Hi, I'm kinda new to this corner of the web
so I'd like to say a big hello from me and my whole crew

Girls: Ermintrude, Womble, Clanger, and Moomin









Boys: Orinoco and Sorin









Twilight and Tomsk









(very sorry If these links do not work, computers are not my friends )

I've been reading thru the treads here for quite awhile and decided (finally) that It would be beneficial to join a forum of fellow rat owners. I have a feeling that even though I have previously owned rats I'm no expert, so having a few friendly advisors will certainly reassure me if I'm in need of any help. I will try to give advise to other rat owners where I can, and will certainly love hearing all about your own little characters .

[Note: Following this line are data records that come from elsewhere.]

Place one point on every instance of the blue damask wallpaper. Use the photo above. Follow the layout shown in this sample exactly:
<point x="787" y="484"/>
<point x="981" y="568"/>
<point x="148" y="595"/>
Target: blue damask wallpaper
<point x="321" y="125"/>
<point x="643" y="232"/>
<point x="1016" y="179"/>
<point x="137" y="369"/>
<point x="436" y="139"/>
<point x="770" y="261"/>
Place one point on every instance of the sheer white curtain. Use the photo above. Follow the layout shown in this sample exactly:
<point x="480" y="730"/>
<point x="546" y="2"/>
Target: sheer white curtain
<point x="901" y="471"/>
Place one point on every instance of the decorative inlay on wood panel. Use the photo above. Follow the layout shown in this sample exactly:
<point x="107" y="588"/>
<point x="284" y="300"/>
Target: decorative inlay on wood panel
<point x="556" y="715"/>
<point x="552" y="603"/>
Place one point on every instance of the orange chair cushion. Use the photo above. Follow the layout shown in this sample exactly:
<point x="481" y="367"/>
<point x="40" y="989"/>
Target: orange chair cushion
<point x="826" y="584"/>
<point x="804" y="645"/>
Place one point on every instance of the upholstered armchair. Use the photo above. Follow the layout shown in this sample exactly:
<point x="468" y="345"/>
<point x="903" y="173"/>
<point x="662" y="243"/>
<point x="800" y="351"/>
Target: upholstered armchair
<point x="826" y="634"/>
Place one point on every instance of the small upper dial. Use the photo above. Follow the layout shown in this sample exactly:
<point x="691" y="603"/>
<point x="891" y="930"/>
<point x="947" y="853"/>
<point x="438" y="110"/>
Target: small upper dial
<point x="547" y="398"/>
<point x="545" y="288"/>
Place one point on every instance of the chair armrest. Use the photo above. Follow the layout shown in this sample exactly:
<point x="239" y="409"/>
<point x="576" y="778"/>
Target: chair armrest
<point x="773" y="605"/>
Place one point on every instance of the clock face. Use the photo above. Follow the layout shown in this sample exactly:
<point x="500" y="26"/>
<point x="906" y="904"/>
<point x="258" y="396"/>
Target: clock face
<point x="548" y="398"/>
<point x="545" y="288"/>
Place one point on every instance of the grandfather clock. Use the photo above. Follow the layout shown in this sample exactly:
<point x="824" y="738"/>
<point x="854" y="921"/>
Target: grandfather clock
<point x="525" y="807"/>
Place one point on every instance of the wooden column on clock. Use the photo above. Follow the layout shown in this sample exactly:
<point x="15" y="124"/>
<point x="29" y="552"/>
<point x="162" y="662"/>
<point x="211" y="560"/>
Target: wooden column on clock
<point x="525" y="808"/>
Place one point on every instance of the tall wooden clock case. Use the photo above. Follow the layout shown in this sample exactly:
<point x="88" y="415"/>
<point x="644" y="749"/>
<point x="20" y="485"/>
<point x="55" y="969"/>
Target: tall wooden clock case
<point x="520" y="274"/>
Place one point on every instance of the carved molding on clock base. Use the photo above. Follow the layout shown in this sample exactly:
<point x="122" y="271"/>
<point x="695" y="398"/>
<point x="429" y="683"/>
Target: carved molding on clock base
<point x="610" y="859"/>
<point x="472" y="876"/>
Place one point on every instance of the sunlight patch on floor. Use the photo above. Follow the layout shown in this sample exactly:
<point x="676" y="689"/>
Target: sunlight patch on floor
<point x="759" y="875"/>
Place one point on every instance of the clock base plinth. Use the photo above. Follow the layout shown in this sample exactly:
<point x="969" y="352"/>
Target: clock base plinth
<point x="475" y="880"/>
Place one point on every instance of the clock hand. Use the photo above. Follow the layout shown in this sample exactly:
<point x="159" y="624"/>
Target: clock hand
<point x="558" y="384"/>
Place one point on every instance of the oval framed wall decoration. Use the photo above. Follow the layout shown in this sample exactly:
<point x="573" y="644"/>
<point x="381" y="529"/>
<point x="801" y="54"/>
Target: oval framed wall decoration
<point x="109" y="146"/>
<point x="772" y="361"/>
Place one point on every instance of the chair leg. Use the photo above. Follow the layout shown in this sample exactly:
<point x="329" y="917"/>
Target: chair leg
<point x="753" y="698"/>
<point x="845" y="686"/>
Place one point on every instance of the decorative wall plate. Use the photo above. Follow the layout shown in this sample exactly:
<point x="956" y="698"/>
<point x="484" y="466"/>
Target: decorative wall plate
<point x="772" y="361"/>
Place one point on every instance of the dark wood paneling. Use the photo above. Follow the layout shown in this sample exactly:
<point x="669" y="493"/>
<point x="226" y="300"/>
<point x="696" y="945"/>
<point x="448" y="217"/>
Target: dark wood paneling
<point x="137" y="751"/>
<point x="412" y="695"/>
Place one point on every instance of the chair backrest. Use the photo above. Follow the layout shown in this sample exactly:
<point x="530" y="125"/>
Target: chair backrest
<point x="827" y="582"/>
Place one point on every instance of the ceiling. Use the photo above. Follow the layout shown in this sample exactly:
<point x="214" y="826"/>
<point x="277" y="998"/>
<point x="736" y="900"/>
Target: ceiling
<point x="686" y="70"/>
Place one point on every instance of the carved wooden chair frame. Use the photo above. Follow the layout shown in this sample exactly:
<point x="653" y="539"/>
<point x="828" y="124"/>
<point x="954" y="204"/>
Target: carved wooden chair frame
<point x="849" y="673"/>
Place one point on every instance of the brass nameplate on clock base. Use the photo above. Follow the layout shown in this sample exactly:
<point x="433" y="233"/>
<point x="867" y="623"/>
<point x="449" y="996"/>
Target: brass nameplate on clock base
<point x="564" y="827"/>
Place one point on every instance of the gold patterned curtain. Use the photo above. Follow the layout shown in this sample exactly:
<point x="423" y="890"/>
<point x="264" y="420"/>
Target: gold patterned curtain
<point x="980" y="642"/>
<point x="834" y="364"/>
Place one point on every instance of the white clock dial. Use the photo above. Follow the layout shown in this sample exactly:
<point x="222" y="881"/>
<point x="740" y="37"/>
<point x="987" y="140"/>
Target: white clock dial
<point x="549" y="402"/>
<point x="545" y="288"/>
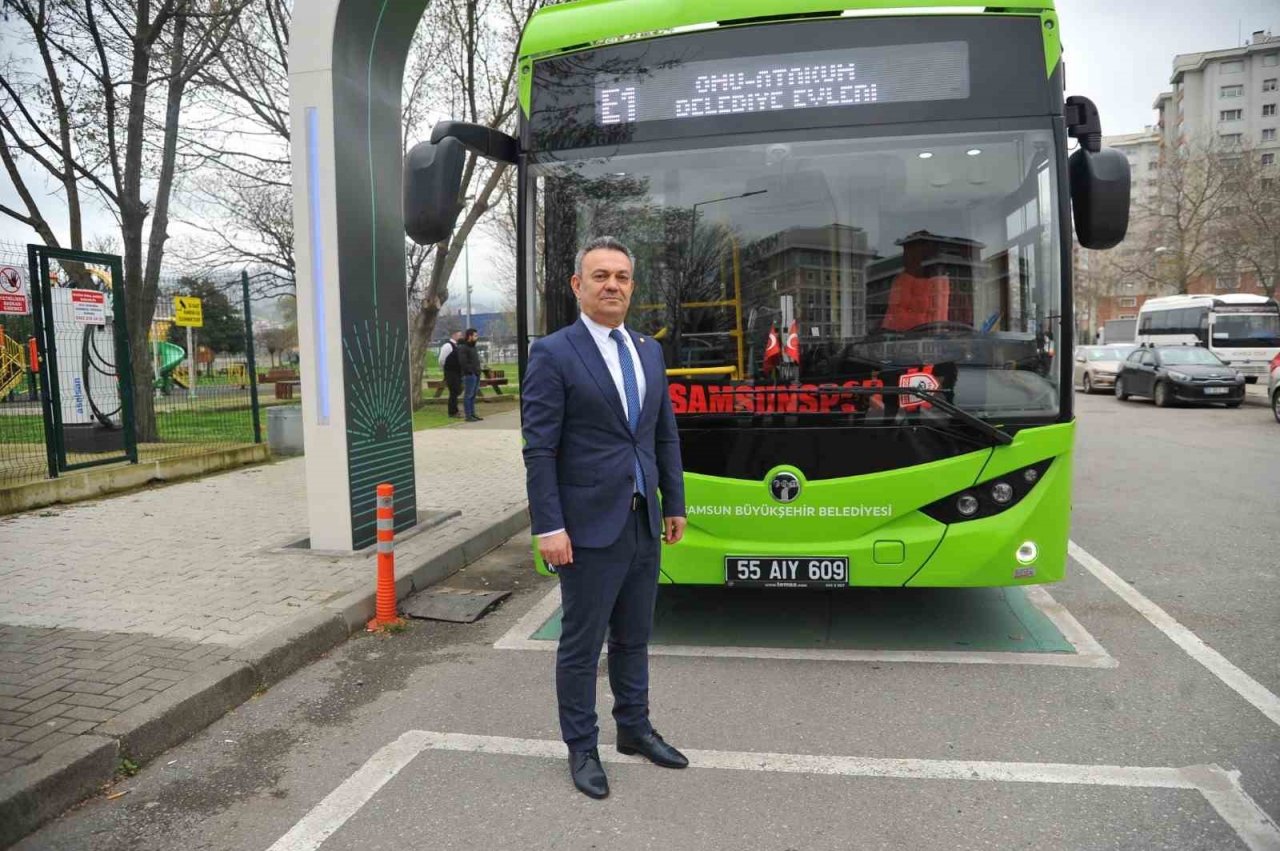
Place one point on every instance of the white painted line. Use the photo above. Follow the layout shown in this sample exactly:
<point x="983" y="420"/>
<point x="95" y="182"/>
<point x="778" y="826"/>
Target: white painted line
<point x="344" y="801"/>
<point x="1217" y="664"/>
<point x="1220" y="788"/>
<point x="1088" y="652"/>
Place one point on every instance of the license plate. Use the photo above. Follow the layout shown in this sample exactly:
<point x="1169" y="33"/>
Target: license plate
<point x="786" y="571"/>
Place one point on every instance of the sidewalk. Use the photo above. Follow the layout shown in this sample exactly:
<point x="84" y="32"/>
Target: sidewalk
<point x="131" y="622"/>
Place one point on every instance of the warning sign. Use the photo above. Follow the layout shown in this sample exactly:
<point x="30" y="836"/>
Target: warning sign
<point x="13" y="292"/>
<point x="188" y="311"/>
<point x="88" y="306"/>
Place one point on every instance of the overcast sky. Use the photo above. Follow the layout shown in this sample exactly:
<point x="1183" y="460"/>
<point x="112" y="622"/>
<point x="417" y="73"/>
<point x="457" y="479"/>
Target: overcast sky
<point x="1118" y="51"/>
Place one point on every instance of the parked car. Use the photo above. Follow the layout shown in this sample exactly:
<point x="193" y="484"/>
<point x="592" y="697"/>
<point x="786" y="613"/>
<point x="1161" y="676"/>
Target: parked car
<point x="1097" y="366"/>
<point x="1171" y="374"/>
<point x="1274" y="387"/>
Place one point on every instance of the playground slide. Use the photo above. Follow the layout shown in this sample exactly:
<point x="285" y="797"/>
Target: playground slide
<point x="170" y="357"/>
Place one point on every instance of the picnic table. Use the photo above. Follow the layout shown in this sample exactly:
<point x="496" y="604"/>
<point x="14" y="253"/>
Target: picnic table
<point x="496" y="379"/>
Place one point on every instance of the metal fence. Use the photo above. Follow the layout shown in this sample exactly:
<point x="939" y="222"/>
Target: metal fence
<point x="202" y="393"/>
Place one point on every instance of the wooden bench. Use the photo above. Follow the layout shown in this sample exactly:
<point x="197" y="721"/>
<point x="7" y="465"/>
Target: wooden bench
<point x="496" y="383"/>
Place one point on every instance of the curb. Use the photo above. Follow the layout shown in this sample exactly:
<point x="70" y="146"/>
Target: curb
<point x="39" y="792"/>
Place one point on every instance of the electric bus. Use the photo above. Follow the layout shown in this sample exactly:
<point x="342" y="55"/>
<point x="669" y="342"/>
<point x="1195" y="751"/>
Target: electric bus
<point x="1240" y="328"/>
<point x="851" y="229"/>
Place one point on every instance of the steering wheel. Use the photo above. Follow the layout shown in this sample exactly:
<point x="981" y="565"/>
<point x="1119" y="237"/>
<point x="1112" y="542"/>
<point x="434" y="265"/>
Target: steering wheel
<point x="944" y="325"/>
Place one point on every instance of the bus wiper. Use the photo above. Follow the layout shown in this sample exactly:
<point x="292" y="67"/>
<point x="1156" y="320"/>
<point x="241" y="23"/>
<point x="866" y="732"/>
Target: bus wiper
<point x="942" y="403"/>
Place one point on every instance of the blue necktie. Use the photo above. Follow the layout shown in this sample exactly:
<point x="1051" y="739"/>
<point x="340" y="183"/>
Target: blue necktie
<point x="632" y="389"/>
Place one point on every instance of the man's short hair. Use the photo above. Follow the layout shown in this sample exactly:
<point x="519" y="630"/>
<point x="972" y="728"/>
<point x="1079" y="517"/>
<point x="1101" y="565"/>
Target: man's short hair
<point x="597" y="243"/>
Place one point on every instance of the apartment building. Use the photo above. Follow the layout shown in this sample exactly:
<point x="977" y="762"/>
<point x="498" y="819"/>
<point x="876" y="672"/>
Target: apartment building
<point x="1228" y="96"/>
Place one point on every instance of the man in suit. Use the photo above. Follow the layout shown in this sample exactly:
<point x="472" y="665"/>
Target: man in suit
<point x="600" y="443"/>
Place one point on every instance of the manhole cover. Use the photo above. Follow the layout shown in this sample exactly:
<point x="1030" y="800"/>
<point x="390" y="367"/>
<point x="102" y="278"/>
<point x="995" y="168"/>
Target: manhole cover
<point x="456" y="605"/>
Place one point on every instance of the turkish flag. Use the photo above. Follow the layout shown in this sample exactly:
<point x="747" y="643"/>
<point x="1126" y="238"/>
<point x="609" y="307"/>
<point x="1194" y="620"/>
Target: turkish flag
<point x="792" y="347"/>
<point x="772" y="349"/>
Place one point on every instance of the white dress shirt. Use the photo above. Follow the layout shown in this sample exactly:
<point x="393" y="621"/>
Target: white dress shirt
<point x="609" y="352"/>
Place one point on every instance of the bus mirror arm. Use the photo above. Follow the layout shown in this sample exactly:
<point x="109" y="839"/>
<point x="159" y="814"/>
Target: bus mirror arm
<point x="1098" y="179"/>
<point x="1083" y="123"/>
<point x="433" y="175"/>
<point x="478" y="138"/>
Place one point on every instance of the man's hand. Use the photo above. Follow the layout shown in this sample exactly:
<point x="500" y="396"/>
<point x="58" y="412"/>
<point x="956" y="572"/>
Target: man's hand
<point x="556" y="549"/>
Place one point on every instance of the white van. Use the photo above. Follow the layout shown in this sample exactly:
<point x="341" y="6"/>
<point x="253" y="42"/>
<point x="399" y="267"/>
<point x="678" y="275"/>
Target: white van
<point x="1240" y="328"/>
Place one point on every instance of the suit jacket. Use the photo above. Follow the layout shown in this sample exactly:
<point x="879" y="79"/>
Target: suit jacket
<point x="579" y="451"/>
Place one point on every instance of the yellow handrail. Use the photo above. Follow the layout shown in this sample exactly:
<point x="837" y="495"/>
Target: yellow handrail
<point x="704" y="370"/>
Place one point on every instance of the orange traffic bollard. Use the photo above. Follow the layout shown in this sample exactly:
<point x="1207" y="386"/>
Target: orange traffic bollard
<point x="384" y="608"/>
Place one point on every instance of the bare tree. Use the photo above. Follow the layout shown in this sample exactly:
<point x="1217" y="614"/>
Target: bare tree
<point x="1179" y="234"/>
<point x="238" y="135"/>
<point x="474" y="76"/>
<point x="99" y="110"/>
<point x="1252" y="218"/>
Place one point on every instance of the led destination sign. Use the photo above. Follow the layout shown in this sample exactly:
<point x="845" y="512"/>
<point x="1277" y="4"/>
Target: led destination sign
<point x="823" y="78"/>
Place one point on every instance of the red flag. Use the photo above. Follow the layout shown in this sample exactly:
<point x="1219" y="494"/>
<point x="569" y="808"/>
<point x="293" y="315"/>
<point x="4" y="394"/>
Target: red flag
<point x="772" y="349"/>
<point x="792" y="347"/>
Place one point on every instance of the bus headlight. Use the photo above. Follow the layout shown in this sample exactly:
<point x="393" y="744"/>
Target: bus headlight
<point x="990" y="497"/>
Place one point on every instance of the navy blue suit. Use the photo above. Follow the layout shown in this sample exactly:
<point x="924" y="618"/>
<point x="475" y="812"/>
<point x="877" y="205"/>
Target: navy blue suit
<point x="580" y="460"/>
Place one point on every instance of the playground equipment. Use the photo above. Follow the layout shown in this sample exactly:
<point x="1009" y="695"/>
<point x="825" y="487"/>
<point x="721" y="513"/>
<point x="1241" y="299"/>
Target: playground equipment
<point x="168" y="358"/>
<point x="13" y="364"/>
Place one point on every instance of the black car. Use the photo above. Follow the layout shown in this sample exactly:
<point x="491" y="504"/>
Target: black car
<point x="1171" y="374"/>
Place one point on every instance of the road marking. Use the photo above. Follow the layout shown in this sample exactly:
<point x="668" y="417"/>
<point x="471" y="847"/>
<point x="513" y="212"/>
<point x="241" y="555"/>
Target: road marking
<point x="1220" y="788"/>
<point x="1088" y="652"/>
<point x="344" y="801"/>
<point x="1217" y="664"/>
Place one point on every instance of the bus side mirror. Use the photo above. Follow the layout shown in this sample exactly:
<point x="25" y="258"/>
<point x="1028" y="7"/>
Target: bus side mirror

My heart rat phoebe, who plays at the bridge with her adopted sisters...


----------



## Jekka08 (Apr 24, 2011)

**** these links are a menace, I'll just have to type in the web addresses and then read 'computers for dummies' ha ha. 

1st link
http://bettynetch.deviantart.com/gallery/#/d327p2o

2nd link 
http://bettynetch.deviantart.com/gallery/#/d327p2o

3rd link
http://bettynetch.deviantart.com/gallery/#/d3er5d1

4th link 
http://bettynetch.deviantart.com/art/Phoebe-206188757

please oh please let them appear on the screen


----------



## Tink_JCF (Mar 31, 2011)

They are all too adorable!


----------



## toyxxhearts (Mar 1, 2011)

They are all precious!


----------



## Crickett (Feb 22, 2011)

to....much....CUTE!....cant...take...it... *THUD*


----------



## breezyboo (Oct 20, 2010)

Cuties. I use shredded paper for my cages too. Cheap and recycled


----------



## Jekka08 (Apr 24, 2011)

Yeah agreeing with you there, paper is always the best cheap option, fortunately my dad can get loads for free from the office he works at, I know a few rescues round here that use it. My girls think It's a snow day every time I put it in. It can be a nuisance though, having to clean it out more regularly then other bedding coz it's rubbish at absorbing moisture and the whole odor control business.


----------



## toby (May 11, 2009)

they are gorgeous.


----------



## Jekka08 (Apr 24, 2011)

Oh, I just realized two of the links are the same. The 2nd link is meant to be

http://bettynetch.deviantart.com/gallery/#/d3er4sv

I'll try not to make any more mistakes haha. I'm sorry Its not particularly good quality. here's a clearer pic of Orinoco(8 weeks old with Tomsk on the right).

http://bettynetch.deviantart.com/gallery/#/d3er3o7


----------



## Critter Aficionado (Jan 30, 2011)

Beautiful clan you have there. Moomin's silver stripe is beautiful.


----------



## Kinsey (Jun 14, 2009)

What beautiful rats<3 

Jealousy.


----------